ここにnationの観念が入ってきた。しかもまず最も人口が多く、生産力の高い漢人がそれを摂取し、既存の清朝と重ね合わせて、nationの領土・国民・主権を構想する。つまり、清朝の統治範囲全体をnationの主権が及ぶ領土であり、そこにすむ他の種族をも同じ国民であるとみなして均質化、一元化を強いたのである。「中華民族」の「多元一体」や「復興」とは、そういう意味にほかならない。それに反してモンゴルが一つのnation、チベットが一つのnationという考え方もできるし、いまも厳存する。けれども、比較して後発微弱で圧倒されてしまい、なお実現してはいない。
こうなったのは、ひとつには外から圧迫をうけ、内から分立してバラバラになってしまいかねない、という恐怖感が根柢にある。二〇世紀のはじめ、各地は列強の勢力範囲に分けられ、以後も英・露の影響でモンゴル・チベットは独立しかけ、「満洲」は日本の手で分離してしまった。中国本土(チャイナプロパー)も軍閥乱立のありさまだった。中華人民共和国以降も、その経験がトラウマとなって、為政者の脳裏にこびりついて離れない。いま現実に、台湾という存在もある。かれらがつねに居丈高なのは、恐怖感の裏返し、怖さのあまり、思わず声を荒らげてしまうのである。
いまひとつは、中華思想のイデオロギーである。いまや儒教の教義・規範は通用しないけれども、身についた「上から目線」の行動様式からは、容易に脱却できない。むしろ主権の確立・領土の画定・国民の形成は、それをテコにすすめられた。たとえば、モンゴル・チベットは自分たちより下位に属するので、上位の漢人の「領土」に編入して同化すべきだ、といった論理になる。ほかも同断、かつて中国に従属したことがあれば、「領土主権」を有す、という言い分であり、「尖閣」ももちろん例外ではない。

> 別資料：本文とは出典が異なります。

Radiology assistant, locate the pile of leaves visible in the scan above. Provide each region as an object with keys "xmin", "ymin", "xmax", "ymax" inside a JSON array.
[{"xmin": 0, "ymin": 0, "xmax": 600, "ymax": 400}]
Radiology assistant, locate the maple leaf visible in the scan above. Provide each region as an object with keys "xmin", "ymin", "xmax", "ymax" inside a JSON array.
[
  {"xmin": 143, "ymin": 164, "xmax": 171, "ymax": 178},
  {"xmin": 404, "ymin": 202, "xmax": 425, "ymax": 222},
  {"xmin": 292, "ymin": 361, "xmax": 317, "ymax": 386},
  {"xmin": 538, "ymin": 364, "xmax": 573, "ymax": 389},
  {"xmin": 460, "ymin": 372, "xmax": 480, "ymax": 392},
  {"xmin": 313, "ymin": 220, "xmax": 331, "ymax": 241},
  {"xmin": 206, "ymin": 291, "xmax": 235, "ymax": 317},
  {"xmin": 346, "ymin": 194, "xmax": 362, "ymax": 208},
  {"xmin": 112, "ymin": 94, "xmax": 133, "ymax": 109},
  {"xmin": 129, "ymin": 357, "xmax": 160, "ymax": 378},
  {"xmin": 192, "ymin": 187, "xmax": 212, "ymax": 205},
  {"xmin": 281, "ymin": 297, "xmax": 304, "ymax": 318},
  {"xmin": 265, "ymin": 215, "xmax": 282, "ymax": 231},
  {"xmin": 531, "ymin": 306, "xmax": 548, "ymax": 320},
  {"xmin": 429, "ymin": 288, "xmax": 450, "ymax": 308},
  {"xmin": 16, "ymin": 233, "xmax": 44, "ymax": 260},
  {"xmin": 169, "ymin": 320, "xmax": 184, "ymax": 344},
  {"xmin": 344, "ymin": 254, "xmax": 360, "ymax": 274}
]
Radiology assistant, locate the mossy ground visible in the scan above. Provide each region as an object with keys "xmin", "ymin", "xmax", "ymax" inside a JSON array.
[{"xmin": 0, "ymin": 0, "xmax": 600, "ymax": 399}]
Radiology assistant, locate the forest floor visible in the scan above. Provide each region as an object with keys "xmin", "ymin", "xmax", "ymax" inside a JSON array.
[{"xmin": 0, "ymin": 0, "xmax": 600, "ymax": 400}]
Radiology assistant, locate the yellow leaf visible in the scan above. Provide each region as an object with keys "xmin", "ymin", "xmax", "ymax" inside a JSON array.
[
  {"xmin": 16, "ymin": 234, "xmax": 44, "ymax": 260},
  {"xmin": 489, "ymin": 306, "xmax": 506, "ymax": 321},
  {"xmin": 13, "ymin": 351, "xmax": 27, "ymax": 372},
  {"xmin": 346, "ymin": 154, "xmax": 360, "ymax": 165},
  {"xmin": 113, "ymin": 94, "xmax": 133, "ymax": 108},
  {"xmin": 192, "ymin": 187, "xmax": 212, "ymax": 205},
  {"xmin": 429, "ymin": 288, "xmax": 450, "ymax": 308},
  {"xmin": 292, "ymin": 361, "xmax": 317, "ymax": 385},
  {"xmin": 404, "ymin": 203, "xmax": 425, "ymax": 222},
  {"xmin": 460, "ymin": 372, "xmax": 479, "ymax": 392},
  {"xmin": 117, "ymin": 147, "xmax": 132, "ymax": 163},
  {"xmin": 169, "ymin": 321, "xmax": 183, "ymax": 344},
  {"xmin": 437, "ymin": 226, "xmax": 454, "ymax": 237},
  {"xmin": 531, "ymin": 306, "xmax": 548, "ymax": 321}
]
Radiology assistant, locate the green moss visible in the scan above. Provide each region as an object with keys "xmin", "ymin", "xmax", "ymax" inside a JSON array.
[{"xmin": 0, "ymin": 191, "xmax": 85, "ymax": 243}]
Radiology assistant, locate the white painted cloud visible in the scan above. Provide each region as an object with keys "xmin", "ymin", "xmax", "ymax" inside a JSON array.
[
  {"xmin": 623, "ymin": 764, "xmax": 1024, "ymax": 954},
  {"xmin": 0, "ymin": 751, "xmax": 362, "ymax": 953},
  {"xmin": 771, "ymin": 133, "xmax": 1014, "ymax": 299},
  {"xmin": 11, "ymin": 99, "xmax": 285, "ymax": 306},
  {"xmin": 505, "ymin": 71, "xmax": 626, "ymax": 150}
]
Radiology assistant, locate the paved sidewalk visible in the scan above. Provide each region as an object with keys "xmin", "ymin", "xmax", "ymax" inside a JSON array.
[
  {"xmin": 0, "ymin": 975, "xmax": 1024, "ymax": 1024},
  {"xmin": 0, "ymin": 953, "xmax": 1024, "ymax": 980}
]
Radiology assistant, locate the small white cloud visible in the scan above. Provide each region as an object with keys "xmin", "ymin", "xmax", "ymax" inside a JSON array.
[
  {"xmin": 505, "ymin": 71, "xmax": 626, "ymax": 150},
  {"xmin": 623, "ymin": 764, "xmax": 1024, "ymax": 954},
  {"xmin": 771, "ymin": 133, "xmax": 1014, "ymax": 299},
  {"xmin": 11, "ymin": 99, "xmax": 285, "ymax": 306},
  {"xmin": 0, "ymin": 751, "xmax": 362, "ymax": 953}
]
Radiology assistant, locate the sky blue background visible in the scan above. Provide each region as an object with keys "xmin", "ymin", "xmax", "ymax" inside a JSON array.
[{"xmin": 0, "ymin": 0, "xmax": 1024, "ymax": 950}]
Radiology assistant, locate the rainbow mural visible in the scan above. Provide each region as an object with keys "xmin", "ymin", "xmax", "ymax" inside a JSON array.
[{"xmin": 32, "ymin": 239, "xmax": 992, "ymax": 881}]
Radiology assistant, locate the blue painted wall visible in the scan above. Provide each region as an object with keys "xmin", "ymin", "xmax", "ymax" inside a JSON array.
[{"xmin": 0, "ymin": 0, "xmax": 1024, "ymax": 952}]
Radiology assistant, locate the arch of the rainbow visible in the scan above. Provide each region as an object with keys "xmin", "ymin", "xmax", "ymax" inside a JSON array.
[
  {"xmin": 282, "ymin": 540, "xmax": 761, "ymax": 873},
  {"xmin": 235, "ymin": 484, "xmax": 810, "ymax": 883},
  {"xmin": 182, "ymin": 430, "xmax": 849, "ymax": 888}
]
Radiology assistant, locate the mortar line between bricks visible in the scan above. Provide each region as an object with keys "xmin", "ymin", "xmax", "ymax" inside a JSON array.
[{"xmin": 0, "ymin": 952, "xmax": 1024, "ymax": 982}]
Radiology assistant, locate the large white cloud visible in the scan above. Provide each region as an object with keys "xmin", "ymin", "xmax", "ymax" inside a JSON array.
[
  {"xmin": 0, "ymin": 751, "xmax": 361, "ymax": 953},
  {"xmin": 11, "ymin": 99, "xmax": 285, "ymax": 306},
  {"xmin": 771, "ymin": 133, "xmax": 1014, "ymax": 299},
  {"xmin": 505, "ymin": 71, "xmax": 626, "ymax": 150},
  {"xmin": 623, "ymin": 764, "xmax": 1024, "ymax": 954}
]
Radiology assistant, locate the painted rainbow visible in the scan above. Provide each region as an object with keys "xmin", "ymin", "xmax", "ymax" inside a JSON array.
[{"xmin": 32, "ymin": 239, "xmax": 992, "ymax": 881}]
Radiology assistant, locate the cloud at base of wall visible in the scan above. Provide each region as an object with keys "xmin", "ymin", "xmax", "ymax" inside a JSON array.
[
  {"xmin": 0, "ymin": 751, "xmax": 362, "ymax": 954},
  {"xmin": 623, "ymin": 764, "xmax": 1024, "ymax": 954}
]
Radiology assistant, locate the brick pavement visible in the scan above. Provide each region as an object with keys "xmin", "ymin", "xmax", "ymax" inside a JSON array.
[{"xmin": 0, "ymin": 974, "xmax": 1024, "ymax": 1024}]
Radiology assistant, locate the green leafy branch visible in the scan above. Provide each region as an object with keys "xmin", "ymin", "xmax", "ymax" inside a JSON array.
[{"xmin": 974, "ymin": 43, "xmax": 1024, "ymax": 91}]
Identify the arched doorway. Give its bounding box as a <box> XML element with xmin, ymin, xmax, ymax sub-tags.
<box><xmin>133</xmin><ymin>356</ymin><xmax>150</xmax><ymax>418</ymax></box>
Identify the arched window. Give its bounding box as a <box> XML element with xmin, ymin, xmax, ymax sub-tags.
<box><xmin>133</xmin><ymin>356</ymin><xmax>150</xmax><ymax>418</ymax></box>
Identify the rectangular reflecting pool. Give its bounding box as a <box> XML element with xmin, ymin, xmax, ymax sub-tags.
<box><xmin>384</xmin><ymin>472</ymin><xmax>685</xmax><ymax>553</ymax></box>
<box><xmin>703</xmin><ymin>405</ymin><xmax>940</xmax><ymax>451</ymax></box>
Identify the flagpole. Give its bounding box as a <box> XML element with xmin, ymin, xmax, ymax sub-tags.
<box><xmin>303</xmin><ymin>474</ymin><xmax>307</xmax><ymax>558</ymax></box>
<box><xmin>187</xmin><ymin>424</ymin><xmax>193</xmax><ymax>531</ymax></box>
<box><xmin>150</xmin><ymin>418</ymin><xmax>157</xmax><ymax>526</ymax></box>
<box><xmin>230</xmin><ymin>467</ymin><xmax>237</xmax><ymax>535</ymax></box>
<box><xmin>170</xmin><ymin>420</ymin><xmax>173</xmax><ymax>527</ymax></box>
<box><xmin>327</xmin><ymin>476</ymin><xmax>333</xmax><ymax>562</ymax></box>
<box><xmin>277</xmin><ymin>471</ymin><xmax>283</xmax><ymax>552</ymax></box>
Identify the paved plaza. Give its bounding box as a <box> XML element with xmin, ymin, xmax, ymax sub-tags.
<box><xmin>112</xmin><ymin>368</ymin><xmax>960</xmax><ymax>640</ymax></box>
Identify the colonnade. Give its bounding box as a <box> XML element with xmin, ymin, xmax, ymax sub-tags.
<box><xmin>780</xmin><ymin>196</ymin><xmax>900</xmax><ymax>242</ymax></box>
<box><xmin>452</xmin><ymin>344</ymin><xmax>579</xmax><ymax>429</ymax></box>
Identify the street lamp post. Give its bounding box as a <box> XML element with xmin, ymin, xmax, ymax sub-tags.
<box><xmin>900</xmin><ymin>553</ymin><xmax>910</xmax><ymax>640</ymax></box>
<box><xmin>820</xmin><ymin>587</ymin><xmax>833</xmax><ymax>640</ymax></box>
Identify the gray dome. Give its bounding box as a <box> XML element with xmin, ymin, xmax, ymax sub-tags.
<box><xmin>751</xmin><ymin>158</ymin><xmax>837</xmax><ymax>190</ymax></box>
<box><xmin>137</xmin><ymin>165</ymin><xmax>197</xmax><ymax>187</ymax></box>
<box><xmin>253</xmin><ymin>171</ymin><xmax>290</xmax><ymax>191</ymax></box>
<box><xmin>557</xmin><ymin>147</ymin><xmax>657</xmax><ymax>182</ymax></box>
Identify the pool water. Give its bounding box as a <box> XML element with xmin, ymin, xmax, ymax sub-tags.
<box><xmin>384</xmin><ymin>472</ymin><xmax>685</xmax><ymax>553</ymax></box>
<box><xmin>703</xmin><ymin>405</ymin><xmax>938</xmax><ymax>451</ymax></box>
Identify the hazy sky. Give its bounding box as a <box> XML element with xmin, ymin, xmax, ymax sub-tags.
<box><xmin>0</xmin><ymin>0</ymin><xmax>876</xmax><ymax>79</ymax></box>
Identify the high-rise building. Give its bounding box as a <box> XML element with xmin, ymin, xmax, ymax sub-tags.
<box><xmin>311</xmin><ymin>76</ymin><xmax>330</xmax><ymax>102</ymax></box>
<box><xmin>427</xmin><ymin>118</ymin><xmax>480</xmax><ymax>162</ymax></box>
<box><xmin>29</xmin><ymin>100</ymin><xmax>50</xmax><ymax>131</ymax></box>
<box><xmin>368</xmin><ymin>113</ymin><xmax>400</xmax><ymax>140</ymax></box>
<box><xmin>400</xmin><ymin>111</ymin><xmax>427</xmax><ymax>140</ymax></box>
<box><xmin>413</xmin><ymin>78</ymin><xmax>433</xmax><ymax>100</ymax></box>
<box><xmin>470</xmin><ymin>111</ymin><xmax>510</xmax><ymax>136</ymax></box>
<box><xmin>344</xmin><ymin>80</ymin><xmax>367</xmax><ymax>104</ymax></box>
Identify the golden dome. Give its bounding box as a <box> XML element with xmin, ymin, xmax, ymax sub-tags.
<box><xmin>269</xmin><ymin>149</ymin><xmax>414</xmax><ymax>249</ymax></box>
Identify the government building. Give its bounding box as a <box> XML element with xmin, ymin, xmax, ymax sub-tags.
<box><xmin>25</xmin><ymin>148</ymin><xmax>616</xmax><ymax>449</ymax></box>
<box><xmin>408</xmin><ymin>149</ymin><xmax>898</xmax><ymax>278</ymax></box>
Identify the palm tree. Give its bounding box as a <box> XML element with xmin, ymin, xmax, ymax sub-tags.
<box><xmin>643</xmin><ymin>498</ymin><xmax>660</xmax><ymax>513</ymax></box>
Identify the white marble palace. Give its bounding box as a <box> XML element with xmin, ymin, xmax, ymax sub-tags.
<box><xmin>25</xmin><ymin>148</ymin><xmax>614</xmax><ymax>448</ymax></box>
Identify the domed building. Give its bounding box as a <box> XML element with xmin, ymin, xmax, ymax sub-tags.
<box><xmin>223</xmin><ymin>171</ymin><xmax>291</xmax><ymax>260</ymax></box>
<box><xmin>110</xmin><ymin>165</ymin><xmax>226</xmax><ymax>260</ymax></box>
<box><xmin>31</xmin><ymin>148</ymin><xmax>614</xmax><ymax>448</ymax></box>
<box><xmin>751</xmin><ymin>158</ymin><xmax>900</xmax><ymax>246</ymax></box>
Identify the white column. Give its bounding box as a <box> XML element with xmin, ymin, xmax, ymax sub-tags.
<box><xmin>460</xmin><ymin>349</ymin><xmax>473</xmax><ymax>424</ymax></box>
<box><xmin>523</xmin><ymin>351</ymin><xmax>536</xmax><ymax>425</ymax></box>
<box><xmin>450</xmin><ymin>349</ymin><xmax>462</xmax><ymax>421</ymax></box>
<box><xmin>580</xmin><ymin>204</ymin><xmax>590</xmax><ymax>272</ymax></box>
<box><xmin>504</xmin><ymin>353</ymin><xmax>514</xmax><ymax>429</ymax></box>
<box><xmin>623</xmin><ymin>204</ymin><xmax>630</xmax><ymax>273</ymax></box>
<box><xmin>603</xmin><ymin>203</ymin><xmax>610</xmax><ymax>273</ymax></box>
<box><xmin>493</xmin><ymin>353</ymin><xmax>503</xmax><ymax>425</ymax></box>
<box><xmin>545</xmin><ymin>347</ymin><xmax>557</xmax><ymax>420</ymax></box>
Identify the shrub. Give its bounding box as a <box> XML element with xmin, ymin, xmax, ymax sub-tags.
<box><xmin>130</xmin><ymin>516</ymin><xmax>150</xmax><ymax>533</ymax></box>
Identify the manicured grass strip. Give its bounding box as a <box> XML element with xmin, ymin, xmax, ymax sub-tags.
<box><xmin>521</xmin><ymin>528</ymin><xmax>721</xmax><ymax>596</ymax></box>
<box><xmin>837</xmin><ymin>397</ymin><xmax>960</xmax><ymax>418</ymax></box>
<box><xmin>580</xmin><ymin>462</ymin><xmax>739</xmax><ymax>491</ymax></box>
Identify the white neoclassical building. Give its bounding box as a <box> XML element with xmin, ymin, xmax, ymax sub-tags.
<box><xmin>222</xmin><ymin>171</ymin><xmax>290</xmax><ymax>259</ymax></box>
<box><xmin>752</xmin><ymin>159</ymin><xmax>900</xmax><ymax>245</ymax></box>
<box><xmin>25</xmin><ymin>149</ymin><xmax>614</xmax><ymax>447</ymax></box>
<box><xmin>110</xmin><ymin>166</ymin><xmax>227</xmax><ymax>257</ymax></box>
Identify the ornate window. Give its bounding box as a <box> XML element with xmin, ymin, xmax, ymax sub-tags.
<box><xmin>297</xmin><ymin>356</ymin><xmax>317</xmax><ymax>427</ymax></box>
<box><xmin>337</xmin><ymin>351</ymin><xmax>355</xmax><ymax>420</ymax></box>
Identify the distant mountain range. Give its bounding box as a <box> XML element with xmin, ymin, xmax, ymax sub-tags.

それが反撥をまねき、中国のいわゆる民族問題を醸成しているのは周知のとおり、つまりnationがなお完成していないことのあらわれである。nationのないところに、「ナショナリズム」は存在しえない。「自己愛」のみが先にたつ。「愛国無罪」のスローガンなど、その典型である。モンゴル人やチベット人、あるいは朝鮮人・日本人に対する漢人の態度が、往々にして独善的で、中華思想にみまがうのも故なきことではない。